Warden Bob Brown of Grand Lake Stream didn’t work that popular landlocked salmon water on opening day. Instead, he patrolled Monroe Pond, a popular early trout pool located in Township 43. Bob said there were only patches of water open along the shores, which drop off quickly. But, he reported, the fishermen he checked had their limits of two trout each “and they were beauties, too.” It’s hard to figure, isn’t it? Some waters have to warm up before they produce fish, yet others will give up limits as soon as a sheet of ice splits a seam.

Bob Gagner, the head guide at the Pine Tree Store in Grand Lake Stream, said there were 28 fishermen in the stream’s “Dam Pool” when he pulled on his waders at 5:30 a.m. of opening day. A short distance downstream, four cars were parked at the “Hatchery Pool.”

Bob, who I fished with last spring, said some of the salmon addicts began flailing the water as soon as the second hands of their watches swept past midnight. From what I gathered, few fly rods were bent to their tasks on opening day at Grand Lake Stream; but, as you know, that can change in one cast. Keep fishin’.

Once the association is established, one of its first challenges will be the matter of a fish-passage facility at the Bangor Hydro-Electric Co. dam in Ellsworth. Perhaps you know A fish trap for collecting Atlantic salmon broodstock was constructed at the dam in 1974. Although Bangor Hydro contributed to the trap’s construction, it was built as a Federal Aid anadromous fish restoration project and is owned by the ASRSC. An employee of the city of Ellsworth currently transports alewives from the trap to upstream spawning areas.

When the Ellsworth dam was relicensed by the FERC in 1987, one of its requirements was construction of a fishway. Obviously, that requirement hasn’t been met. Accordingly, Gordon Beckett, supervisor of New England Field Offices for the U.S. Dept. of the Interior, wrote in a recent letter to Bangor Hydro Director of Environmental Services Kathleen Billings: “…There is a lengthy record documenting the need for permanent fish passage facilities at the Ellsworth project. Current fishery management objectives still call for the building of fishways at the project dams.
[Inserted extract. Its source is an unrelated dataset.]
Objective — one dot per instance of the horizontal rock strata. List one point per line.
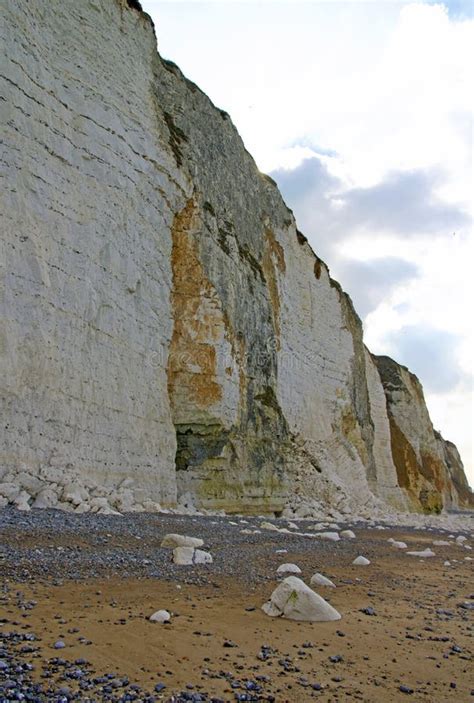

“The use of trap-and-transport on a permanent basis is not a reasonable alternative to the construction of fish passage facilities. Plans for modification of the Graham Lake Dam (the Bangor Hydro-owned dam located at the outlet of Graham lake) should be integrated with those for building a new fishway so that the work can be accomplished concurrently. There is no reason to modify agency prescriptions for permanent fish-passage facilities at the Ellsworth project, other than to accelerate the construction schedule for a fishway at Graham Lake Dam.”

My understanding is that Dept. of the Interior laws requiring fishways in dams were written in 1920. Obviously, those laws have been circumvented or ignored for a long time. Fortunately, that time has passed.

If you have an interest in Atlantic salmon restoration and the Union River in particular, by all means attend tonight’s meeting in Ellsworth. The directors of the new association also will cast around for an official title. Any ideas?